What is the issue or problem addressed in your research?

Weather observations and climate data are sparse across the Arctic compared to the mid-latitudes and tropics. However, available data clearly indicate rapid changes occurring to the physical environment of the Arctic. To overcome this data limitation, retrospective analyses (i.e. reanalyses) synthesize a wide variety of surface and atmospheric datasets. Also, understanding extreme climate patterns is essential to the development of public policies and the mitigation of impacts on human activity.

What methodology did you use in your research?

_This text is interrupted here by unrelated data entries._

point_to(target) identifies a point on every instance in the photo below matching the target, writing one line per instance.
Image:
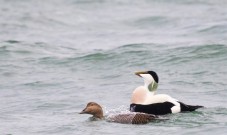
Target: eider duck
(124, 118)
(144, 99)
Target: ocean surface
(58, 55)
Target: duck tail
(190, 108)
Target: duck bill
(84, 111)
(140, 72)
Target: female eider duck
(144, 98)
(124, 118)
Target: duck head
(93, 109)
(150, 79)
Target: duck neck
(151, 87)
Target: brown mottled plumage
(126, 118)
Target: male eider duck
(124, 118)
(144, 98)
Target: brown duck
(125, 118)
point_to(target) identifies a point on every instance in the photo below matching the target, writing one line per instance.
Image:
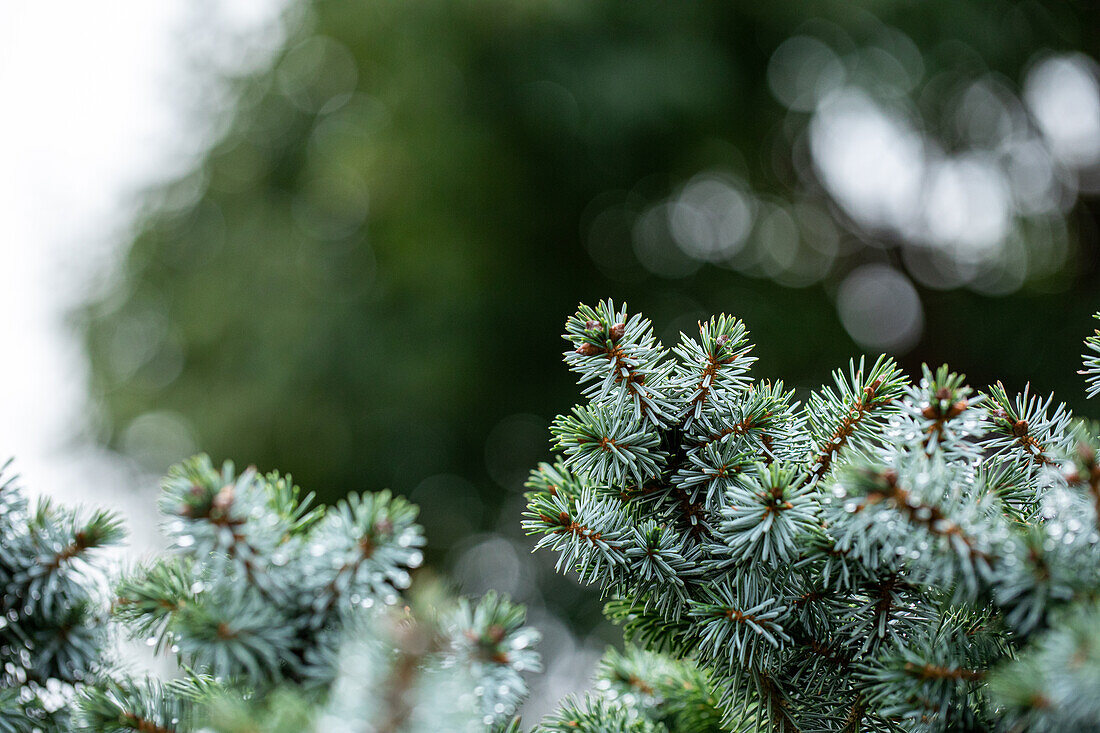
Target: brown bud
(223, 499)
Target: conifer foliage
(889, 556)
(283, 616)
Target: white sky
(91, 110)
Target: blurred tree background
(363, 281)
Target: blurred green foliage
(367, 273)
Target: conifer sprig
(873, 560)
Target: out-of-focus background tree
(362, 280)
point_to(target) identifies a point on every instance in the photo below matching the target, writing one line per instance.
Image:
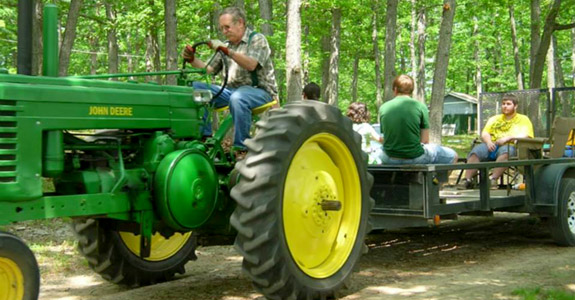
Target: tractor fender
(547, 182)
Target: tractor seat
(255, 111)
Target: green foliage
(541, 294)
(196, 22)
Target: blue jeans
(241, 102)
(482, 152)
(434, 154)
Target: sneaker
(240, 154)
(493, 184)
(466, 184)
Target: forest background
(352, 48)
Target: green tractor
(129, 166)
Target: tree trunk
(241, 4)
(518, 72)
(377, 56)
(94, 55)
(535, 31)
(152, 46)
(421, 37)
(37, 43)
(171, 22)
(325, 68)
(69, 36)
(573, 55)
(333, 82)
(293, 51)
(477, 58)
(439, 77)
(306, 55)
(389, 55)
(413, 54)
(354, 78)
(112, 39)
(539, 62)
(266, 15)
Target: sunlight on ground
(234, 258)
(398, 291)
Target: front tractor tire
(19, 273)
(563, 225)
(302, 202)
(115, 255)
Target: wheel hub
(571, 212)
(11, 280)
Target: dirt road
(472, 258)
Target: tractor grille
(8, 141)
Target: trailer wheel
(302, 202)
(19, 273)
(563, 225)
(115, 255)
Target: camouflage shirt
(259, 50)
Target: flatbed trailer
(419, 195)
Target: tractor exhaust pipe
(25, 12)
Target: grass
(541, 294)
(460, 143)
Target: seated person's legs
(503, 154)
(222, 100)
(478, 153)
(242, 101)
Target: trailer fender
(547, 181)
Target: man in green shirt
(405, 126)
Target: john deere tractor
(127, 162)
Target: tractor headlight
(202, 96)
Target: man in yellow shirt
(498, 136)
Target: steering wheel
(224, 61)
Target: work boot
(466, 184)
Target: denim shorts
(482, 152)
(434, 154)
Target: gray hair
(236, 13)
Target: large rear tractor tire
(563, 225)
(302, 202)
(115, 255)
(19, 273)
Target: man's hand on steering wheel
(189, 53)
(219, 45)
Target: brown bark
(333, 83)
(171, 25)
(377, 55)
(421, 37)
(477, 58)
(69, 37)
(389, 55)
(266, 14)
(518, 72)
(112, 39)
(535, 31)
(354, 78)
(37, 43)
(293, 51)
(441, 65)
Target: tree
(389, 57)
(113, 48)
(171, 24)
(376, 55)
(441, 65)
(69, 37)
(333, 81)
(518, 72)
(293, 51)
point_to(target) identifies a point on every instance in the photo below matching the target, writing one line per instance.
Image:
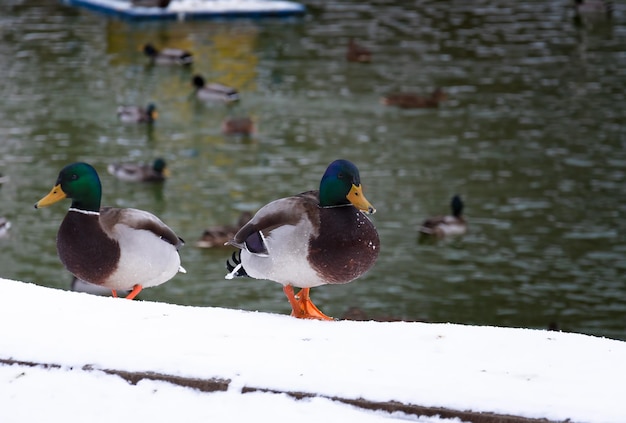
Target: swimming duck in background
(415, 101)
(5, 224)
(136, 114)
(140, 172)
(357, 53)
(238, 125)
(310, 239)
(592, 11)
(447, 225)
(213, 91)
(120, 249)
(162, 4)
(217, 236)
(168, 56)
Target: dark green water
(533, 137)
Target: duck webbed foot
(301, 305)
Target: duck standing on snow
(213, 91)
(415, 101)
(310, 239)
(121, 249)
(139, 172)
(168, 56)
(447, 225)
(136, 114)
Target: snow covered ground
(78, 357)
(188, 8)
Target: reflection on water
(532, 136)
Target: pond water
(532, 136)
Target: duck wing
(278, 213)
(139, 220)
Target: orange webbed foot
(301, 305)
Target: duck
(162, 4)
(358, 53)
(440, 226)
(117, 248)
(213, 91)
(314, 238)
(592, 11)
(137, 114)
(140, 172)
(218, 236)
(238, 125)
(415, 101)
(168, 56)
(79, 285)
(5, 224)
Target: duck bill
(53, 196)
(358, 200)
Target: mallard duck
(79, 285)
(213, 91)
(136, 114)
(121, 249)
(415, 101)
(447, 225)
(140, 172)
(310, 239)
(151, 3)
(168, 56)
(217, 236)
(238, 125)
(592, 11)
(357, 53)
(5, 224)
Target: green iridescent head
(341, 185)
(78, 181)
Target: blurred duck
(139, 172)
(217, 236)
(131, 114)
(587, 11)
(238, 125)
(414, 101)
(213, 91)
(117, 248)
(446, 225)
(168, 56)
(357, 53)
(151, 3)
(4, 227)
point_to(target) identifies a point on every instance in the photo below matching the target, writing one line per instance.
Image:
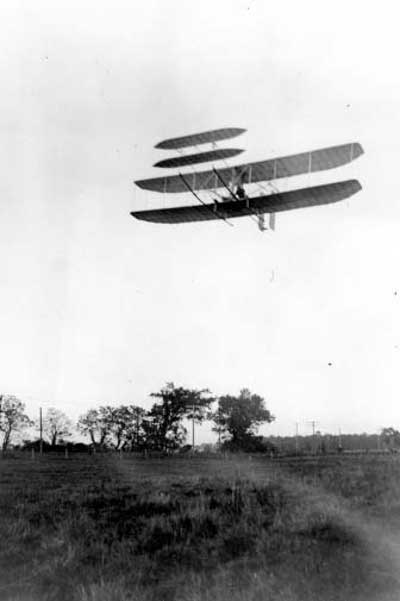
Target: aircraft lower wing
(272, 203)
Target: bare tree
(12, 418)
(56, 425)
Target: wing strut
(259, 219)
(214, 211)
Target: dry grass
(101, 528)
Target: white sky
(96, 307)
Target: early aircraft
(239, 197)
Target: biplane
(245, 190)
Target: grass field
(101, 528)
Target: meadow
(111, 528)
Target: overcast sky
(96, 307)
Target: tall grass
(93, 529)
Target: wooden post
(41, 430)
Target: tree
(118, 427)
(125, 424)
(95, 424)
(12, 418)
(390, 438)
(56, 425)
(163, 426)
(238, 418)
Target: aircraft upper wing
(273, 203)
(204, 137)
(306, 162)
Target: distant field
(104, 528)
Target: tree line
(235, 420)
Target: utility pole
(193, 428)
(41, 431)
(313, 424)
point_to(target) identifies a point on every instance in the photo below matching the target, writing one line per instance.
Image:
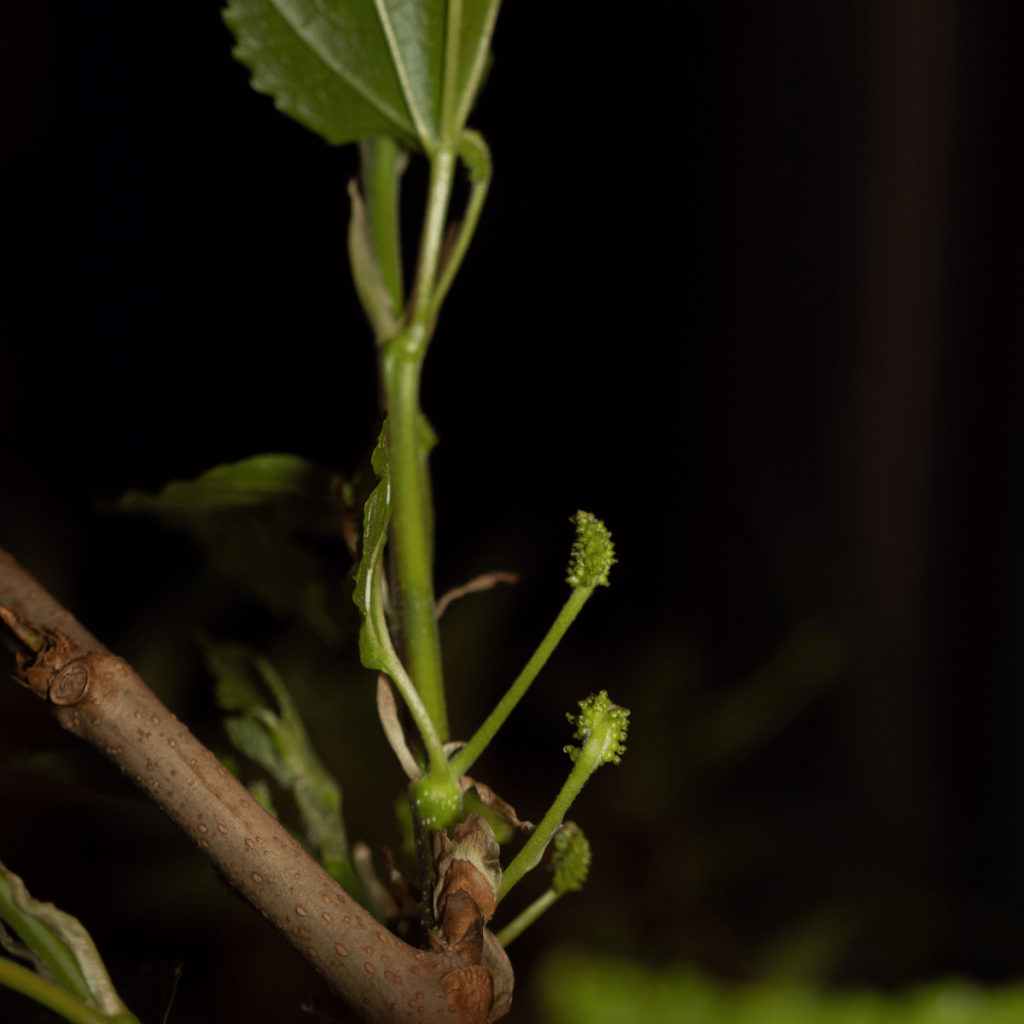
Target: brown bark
(96, 695)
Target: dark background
(748, 286)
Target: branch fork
(463, 979)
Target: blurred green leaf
(577, 987)
(375, 643)
(766, 701)
(245, 516)
(349, 69)
(261, 479)
(58, 947)
(275, 738)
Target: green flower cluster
(603, 721)
(570, 859)
(593, 553)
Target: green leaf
(333, 74)
(376, 650)
(260, 479)
(252, 736)
(58, 946)
(276, 739)
(478, 17)
(349, 69)
(245, 516)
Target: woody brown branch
(96, 695)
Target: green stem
(401, 363)
(453, 30)
(70, 1007)
(442, 166)
(409, 532)
(589, 759)
(477, 195)
(463, 761)
(517, 926)
(382, 162)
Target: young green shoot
(592, 557)
(601, 725)
(569, 865)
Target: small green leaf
(276, 739)
(251, 736)
(475, 155)
(58, 946)
(329, 68)
(593, 553)
(261, 792)
(261, 479)
(245, 516)
(349, 69)
(600, 721)
(376, 650)
(377, 301)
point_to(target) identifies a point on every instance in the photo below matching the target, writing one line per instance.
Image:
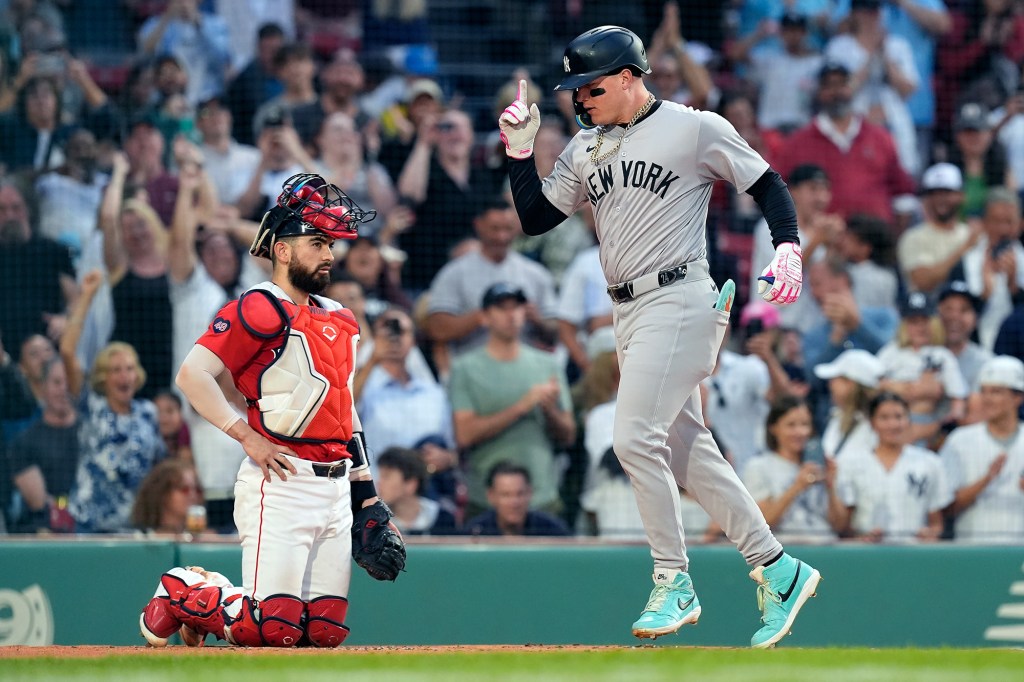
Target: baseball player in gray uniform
(647, 168)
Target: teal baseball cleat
(782, 589)
(672, 605)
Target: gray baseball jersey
(650, 206)
(650, 203)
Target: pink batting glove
(518, 125)
(781, 281)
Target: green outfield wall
(91, 592)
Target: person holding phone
(994, 267)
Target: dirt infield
(95, 651)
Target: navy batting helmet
(600, 51)
(307, 205)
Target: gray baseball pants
(668, 342)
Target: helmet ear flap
(583, 118)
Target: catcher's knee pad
(326, 621)
(241, 624)
(281, 619)
(195, 605)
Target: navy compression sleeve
(537, 214)
(776, 206)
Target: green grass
(627, 665)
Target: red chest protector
(303, 394)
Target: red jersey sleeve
(242, 330)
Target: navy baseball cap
(915, 304)
(503, 291)
(960, 288)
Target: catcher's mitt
(377, 546)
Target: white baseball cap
(942, 176)
(856, 365)
(1005, 371)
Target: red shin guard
(326, 623)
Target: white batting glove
(518, 125)
(781, 281)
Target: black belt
(624, 292)
(331, 469)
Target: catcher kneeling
(304, 500)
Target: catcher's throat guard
(309, 205)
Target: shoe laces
(766, 595)
(657, 597)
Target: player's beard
(311, 282)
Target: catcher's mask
(308, 205)
(600, 51)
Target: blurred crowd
(142, 140)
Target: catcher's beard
(310, 282)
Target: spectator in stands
(510, 498)
(120, 437)
(36, 351)
(924, 372)
(401, 476)
(980, 158)
(858, 157)
(144, 146)
(455, 315)
(896, 492)
(957, 310)
(885, 75)
(164, 498)
(510, 401)
(444, 187)
(554, 249)
(400, 123)
(790, 487)
(199, 40)
(738, 390)
(282, 156)
(342, 81)
(342, 161)
(396, 407)
(843, 324)
(993, 268)
(365, 262)
(42, 459)
(37, 279)
(173, 429)
(135, 256)
(677, 75)
(206, 269)
(853, 380)
(976, 57)
(785, 79)
(445, 482)
(69, 199)
(762, 338)
(985, 462)
(866, 245)
(32, 136)
(820, 233)
(228, 164)
(930, 251)
(256, 83)
(295, 69)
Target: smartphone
(1001, 246)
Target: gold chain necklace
(597, 161)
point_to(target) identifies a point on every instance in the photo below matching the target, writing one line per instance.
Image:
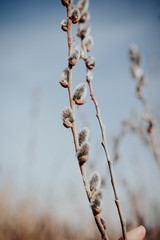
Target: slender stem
(72, 105)
(151, 132)
(104, 144)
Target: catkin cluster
(79, 14)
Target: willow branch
(151, 132)
(104, 144)
(72, 105)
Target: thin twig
(104, 144)
(72, 105)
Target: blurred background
(41, 191)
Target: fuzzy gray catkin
(83, 150)
(83, 135)
(67, 115)
(97, 199)
(80, 92)
(95, 181)
(74, 57)
(75, 15)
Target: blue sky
(34, 146)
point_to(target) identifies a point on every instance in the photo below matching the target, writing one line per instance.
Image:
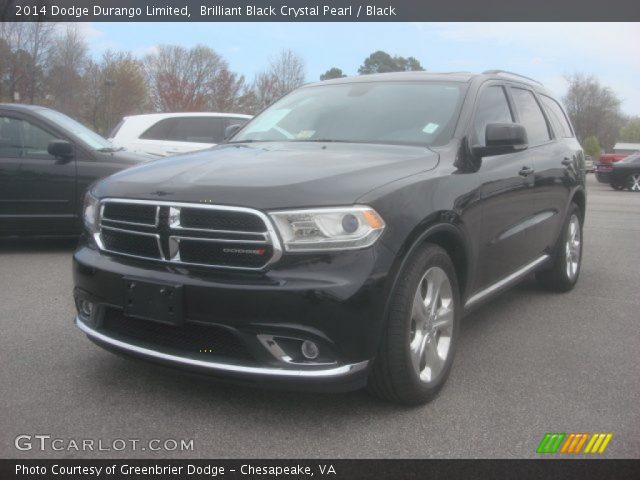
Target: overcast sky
(545, 51)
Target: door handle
(526, 171)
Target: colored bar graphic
(573, 442)
(550, 442)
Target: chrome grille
(189, 234)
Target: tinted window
(633, 158)
(187, 129)
(19, 138)
(412, 113)
(91, 138)
(531, 117)
(10, 138)
(557, 117)
(493, 107)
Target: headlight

This study evaluates the ability of the Arctic System Reanalysis (ASR), a product developed here at The Ohio State University by the Polar Meteorology Group (PMG) at the Byrd Polar and Climate Research Center, to represent observed extreme events of temperature and precipitation over the North-American-Arctic. This guidance will help PMG researchers evaluate the performance of ASR compared to other contemporary reanalyses, proving its value in the study of Arctic climate change and variability.

What are the purpose/rationale and implications of your research?

This study highlights a novel contribution of ASR, a critical asset to the scientific community, in simulating the Earth system in terms of climatic extremes across the North-American-Arctic region. The results of this work will provide a breakthrough in understanding and decreasing the uncertainty about the patterns of extreme temperature and precipitation events over the Arctic where observational information is sparse.